Lire aussi : Incroyable: les chimpanzés sont capables de former des phrasesLe contrôle des marchandises qui arrivent dans un territoire ne résout évidemment pas tout…
Non, mais les Néo-Zélandais interviennent aussi très rapidement pour contenir tout problème naissant. Nous évoquions précédemment le cas de la fourmi de feu, dont la gestion coûte à peu près un milliard de dollars par an aux Américains. La même fourmi, par trois fois déjà, a été repérée en Nouvelle-Zélande et par trois fois, elle a été éliminée. On ne lui a pas laissé le temps de coloniser le territoire. C’est le parfait contre-exemple de ce qui s’est passé en Europe avec le frelon asiatique. Les premiers nids ont été rapidement localisés. La surface à contrôler n’était pas grande. On aurait pu le faire. On ne l’a pas fait. Résultat : l’invasion du frelon a pu commencer. Donc, une fois de plus, les mesures réactives visant à contenir une catastrophe déclarée coûteront bien plus cher à la collectivité. Les pertes pour les apiculteurs et les agriculteurs seront considérables. De plus, l’absence de réelle politique de prévention a d’autres conséquences difficilement quantifiables. Quand les frelons asiatiques font disparaître plusieurs espèces d’insectes pollinisateurs, quel est le prix cette perte ?

Comment faire mieux ?
Il faut une prise de conscience des décideurs politiques à l’échelle internationale. Des équipes d’interception spécialisées doivent être actives dans les ports et les aéroports afin d’inspecter les cargaisons de marchandises qui viennent des régions à risque. Nous avons aussi besoin d’équipes d’experts habilités à intervenir rapidement pour éradiquer les problèmes à la source. D’ailleurs, c’est exactement ce qu’il faudrait faire en ce moment pour éliminer le frelon oriental qui est arrivé, il y a quelques mois, dans le sud de la France. On sait où se trouvent ses nids. Qu’attend-on ? Une invasion du territoire qui, dans dix ans, sera devenue incontrôlable et sera très coûteuse, tant écologiquement qu’économiquement ?

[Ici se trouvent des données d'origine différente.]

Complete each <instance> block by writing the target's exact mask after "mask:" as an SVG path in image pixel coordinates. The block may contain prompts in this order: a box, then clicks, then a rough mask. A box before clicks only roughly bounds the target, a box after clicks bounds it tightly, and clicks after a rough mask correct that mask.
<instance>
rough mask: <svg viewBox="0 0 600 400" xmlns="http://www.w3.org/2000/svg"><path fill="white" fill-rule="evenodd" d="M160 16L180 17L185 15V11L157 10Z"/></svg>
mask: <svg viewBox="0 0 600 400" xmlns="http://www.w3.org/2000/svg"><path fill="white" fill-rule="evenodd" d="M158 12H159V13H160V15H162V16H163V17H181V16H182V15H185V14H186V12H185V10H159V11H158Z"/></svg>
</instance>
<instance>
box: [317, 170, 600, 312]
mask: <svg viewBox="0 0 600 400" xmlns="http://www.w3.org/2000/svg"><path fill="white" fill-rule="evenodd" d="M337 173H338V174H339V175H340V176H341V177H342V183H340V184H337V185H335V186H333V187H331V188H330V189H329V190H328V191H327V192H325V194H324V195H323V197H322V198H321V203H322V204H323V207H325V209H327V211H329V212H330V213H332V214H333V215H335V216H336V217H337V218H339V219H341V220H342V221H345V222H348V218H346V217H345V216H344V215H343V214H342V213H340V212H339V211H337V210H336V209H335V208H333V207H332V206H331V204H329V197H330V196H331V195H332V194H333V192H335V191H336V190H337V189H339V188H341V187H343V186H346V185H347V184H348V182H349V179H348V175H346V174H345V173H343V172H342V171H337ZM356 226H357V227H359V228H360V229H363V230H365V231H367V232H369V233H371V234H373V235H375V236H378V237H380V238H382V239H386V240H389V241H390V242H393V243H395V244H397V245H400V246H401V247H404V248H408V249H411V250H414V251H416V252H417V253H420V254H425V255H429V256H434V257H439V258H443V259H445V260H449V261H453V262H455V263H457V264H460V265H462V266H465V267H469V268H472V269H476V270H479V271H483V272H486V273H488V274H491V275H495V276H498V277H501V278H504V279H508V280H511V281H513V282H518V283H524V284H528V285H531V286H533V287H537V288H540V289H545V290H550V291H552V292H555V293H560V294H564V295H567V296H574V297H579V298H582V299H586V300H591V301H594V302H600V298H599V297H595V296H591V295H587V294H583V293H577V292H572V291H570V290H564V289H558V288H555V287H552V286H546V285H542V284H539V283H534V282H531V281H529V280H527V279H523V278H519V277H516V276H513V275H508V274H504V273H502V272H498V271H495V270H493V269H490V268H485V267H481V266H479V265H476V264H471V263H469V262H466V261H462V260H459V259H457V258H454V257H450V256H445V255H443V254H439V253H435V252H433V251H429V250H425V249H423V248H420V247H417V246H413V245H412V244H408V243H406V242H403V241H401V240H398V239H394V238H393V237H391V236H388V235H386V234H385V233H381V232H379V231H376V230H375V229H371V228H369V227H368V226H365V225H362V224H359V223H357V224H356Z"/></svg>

Ce constat d’insuffisance de la prévention qui se répète à l’envi depuis des décennies est difficile à comprendre...
Croyez-moi, ce l’est bien plus encore pour un scientifique qui, comme moi, étudie les invasions biologiques depuis vingt ans. C’est frustrant.
Ne faudrait-il pas organiser une grande conférence internationale autour de ces enjeux ?
Cela se fait régulièrement au niveau des scientifiques, mais l’équivalent politique n’a pas encore eu lieu. Certes, il y a eu un précédent intéressant dont on pourrait s’inspirer : la Convention internationale sur les eaux de ballast. Afin d’optimiser leur navigation, de nombreux navires disposent d’un grand réservoir d’eau – le ballast – qu’ils remplissent avant leur départ et vident à leur arrivée. Ainsi donc, chaque année, des milliards de mètres cubes d’eau sont transportés d’un port à l’autre, sur des milliers de kilomètres. Bien évidemment, cette eau contient de la vie, des dizaines d’espèces exotiques. Depuis quelques années, grâce à cette convention passée sous l’égide de l’Organisation internationale maritime, les armateurs sont obligés de respecter un plan de gestion des eaux de ballast qui évite la perturbation des écosystèmes. On ne peut plus faire les relâchements n’importe où. Quand la volonté est là, il y a donc moyen d’avancer au niveau international. Un premier pas, ce serait qu’il y ait enfin une prise de conscience dans les opinions et les parlements des impacts très importants des invasions biologiques. Le prochain rapport d’évaluation des espèces exotiques envahissantes de la Plate-forme intergouvernementale scientifique et politique sur la biodiversité et les services écosystémiques (IPBES), prévu pour cet été 2023, y contribuera certainement.